Variants of this strategy actually work quite well: the most important example is the [TnT](http://www.coli.uni-saarland.de/~thorsten/tnt/) POS-tagger, which used a 2-order Markov model and handled unknown words based on their suffixes achieving 96.7% accuracy on the PTB (see the [paper](https://arxiv.org/pdf/cs/0003055) for details).

#### The problem of generative modeling

An important problem with the above strategy for unknown words that it is __hard to add other type of features__ (e.g. whether the word is capitalized or not) because this would require the modeling of the probabilistic interdependencies between these features, as HMMs are __generative models__. This motivates switching to __discriminative models__, that model the $P(T \mid W)$ conditional probabilities instead of the the full $P(T, W)$ joint distribution.

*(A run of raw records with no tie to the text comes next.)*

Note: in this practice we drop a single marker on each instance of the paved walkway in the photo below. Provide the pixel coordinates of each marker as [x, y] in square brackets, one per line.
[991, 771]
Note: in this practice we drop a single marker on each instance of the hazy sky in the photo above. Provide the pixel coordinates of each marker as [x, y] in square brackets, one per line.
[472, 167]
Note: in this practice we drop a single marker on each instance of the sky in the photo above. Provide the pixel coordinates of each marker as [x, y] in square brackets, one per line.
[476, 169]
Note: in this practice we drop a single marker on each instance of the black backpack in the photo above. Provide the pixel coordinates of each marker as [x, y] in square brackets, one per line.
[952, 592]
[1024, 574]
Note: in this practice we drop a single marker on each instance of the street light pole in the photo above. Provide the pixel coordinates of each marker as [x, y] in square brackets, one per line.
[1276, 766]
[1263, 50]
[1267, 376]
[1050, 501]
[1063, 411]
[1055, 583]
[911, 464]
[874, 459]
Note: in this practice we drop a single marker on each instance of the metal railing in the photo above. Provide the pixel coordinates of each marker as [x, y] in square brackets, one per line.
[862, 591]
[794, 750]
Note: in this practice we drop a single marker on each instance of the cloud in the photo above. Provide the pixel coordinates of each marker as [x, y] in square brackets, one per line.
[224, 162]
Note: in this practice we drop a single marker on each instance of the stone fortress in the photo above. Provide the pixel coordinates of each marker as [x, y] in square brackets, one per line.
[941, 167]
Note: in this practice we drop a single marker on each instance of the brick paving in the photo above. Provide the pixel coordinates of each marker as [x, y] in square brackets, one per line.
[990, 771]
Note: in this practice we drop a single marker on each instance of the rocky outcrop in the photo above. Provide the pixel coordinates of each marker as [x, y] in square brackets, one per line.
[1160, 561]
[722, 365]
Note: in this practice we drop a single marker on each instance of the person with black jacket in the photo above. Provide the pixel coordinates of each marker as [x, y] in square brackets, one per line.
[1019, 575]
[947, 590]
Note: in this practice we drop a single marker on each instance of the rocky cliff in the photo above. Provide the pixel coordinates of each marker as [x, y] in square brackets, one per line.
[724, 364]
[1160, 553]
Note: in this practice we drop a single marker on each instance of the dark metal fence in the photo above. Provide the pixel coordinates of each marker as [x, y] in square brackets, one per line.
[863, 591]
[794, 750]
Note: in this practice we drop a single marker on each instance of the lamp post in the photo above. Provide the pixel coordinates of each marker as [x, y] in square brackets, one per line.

## Tagging with a maximum entropy Markov model (MEMM)
Based on: Multinomial regression, Maximum entropy regression, Multiclass linear regression

- Based on the idea of __logistic regression as a discriminative model__ 
- But logistic regression isn’t a __sequence model__: assigns __class__ to a __single observation__
- Solution: turn logistic regression into __discriminative sequence__ model
- Run on successive words: use __class assigned to the prior word as feature__ in the classification of the next word. 
- Apply logistic regression for __each possible outcome class__
- Chose __most likely class__

When we apply logistic regression
in this way (to a multi-class output), it’s called the __Maximum Entropy Markov model__ or __MEMM__.

Maximum entropy: distrubutes the probability mass to the correct label using a softmax function. Whilst a single label with probability mass P=1 has the smallest entropy a uniform distribution has the largest entropy.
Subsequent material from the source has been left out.